Black Box Validators


#1

I was googling something related to collection validators today when I stumbled onto this blog post from a month ago:

http://blog.east5th.co/2015/06/29/black-box-meteor-shared-validators/

I tried the test for client access to the allow and deny methods for my primary collection (which are stored in my app’s top-level /lib directory for access on both the client and the server), and just as was predicted in the blog post, the entire source of my allow update validator was printed in the console in Chrome:

Post._validators.update.allow.toString() : printed the function source to the console

If I understood the author of the post correctly, he’s saying a collection’s allow and deny validators run only on the server, so should they be stored in a directory accessible only from the server?

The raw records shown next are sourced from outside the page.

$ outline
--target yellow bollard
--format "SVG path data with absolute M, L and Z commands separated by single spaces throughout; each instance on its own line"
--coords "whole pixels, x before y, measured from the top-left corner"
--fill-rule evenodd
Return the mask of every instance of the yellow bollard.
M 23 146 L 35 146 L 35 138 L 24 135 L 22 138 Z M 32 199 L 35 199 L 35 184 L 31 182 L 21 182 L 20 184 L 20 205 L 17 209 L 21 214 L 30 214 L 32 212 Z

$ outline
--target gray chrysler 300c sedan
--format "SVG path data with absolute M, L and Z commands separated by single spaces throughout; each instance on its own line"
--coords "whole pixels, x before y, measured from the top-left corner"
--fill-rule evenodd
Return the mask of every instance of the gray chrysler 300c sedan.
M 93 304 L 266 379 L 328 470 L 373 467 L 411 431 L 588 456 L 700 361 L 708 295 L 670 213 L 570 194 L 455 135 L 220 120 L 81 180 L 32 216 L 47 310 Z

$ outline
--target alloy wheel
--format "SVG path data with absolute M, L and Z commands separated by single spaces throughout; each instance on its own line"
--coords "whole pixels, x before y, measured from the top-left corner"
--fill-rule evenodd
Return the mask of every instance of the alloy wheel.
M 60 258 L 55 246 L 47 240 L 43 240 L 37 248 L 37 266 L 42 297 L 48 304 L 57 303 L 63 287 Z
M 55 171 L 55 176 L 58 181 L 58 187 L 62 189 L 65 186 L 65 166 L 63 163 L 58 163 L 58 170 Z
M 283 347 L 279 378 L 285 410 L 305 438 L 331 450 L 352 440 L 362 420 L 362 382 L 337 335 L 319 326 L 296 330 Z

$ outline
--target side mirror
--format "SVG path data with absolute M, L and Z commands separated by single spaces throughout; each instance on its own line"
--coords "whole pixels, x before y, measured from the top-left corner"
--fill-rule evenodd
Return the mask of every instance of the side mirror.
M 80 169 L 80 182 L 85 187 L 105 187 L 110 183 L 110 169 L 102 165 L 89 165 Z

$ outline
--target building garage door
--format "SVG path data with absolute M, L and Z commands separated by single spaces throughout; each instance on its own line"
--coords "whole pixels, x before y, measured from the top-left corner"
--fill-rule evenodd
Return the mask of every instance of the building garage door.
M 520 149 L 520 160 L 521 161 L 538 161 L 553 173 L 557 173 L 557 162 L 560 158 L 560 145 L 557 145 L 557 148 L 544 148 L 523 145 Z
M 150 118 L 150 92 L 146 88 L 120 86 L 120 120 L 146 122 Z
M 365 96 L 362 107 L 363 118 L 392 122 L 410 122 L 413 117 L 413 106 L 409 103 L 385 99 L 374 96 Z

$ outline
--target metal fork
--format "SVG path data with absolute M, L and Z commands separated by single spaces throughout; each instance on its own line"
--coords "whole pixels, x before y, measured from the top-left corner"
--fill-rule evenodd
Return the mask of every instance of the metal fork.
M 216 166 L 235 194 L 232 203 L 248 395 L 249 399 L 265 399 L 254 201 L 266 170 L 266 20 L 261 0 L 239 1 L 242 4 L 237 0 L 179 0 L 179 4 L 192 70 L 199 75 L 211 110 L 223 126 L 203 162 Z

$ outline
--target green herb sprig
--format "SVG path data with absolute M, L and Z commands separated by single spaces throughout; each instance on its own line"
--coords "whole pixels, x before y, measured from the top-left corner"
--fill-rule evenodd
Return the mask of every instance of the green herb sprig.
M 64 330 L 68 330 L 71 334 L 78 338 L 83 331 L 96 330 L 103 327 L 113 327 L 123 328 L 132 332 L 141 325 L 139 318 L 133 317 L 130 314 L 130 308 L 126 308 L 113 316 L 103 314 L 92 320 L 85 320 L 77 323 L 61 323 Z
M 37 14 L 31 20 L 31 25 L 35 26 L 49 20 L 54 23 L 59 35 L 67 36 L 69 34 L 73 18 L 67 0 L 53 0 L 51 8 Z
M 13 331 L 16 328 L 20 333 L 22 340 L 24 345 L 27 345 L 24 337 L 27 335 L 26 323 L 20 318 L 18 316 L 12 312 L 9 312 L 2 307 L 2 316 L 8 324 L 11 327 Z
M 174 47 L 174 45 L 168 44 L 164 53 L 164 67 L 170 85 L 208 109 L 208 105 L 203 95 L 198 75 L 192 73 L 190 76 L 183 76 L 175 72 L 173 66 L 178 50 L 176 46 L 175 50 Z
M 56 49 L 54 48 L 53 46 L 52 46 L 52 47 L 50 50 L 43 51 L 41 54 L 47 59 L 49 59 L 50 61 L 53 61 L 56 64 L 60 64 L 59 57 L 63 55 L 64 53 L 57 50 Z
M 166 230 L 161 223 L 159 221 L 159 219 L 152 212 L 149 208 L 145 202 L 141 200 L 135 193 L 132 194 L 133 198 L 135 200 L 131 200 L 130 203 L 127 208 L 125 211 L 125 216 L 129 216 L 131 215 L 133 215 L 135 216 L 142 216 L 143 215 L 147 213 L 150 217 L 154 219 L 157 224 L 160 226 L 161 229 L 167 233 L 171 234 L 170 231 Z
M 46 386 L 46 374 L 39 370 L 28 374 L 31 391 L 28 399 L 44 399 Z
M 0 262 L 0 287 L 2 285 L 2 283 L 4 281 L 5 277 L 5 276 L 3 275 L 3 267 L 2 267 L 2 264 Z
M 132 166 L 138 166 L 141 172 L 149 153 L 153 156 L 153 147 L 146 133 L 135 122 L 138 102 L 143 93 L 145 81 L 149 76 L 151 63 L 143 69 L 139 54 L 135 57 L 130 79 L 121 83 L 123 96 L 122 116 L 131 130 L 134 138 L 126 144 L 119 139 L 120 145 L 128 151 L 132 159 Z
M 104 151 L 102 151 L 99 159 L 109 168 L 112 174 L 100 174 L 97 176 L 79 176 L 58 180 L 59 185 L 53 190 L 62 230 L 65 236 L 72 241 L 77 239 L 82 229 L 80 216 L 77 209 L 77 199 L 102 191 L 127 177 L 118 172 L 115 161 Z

And, if that’s the case, should all of the code related to a collection be stored in a /server directory? Are there any other source bits that could be accessed in the console by a malicious individual (potentially)?


#2

Yes, allow and deny only run on the server. If you’re allow deny were written perfectly securely it shouldn’t matter if they exist on the client as well. History shows us though that security related bugs are common and thus allowing security critical code to be sent to the client for easy inspection by a malicious user is a bad idea.

As for the collections, You must create them in shared code or they will not exist on the client. Personally create packages for all of my models and define collections and schemas in shared space and allow/deny and collection hooks on the server. You can also easily achieve this same thing with a directory structure in you app though.


#3

Yeah, this seems like a really good idea. I don’t know what might come from people reading my allow/deny functions in the console, but in the worst case scenario, they will see a way to exploit them that I didn’t think of. That’s all the reason I need to move mine to the /server directory.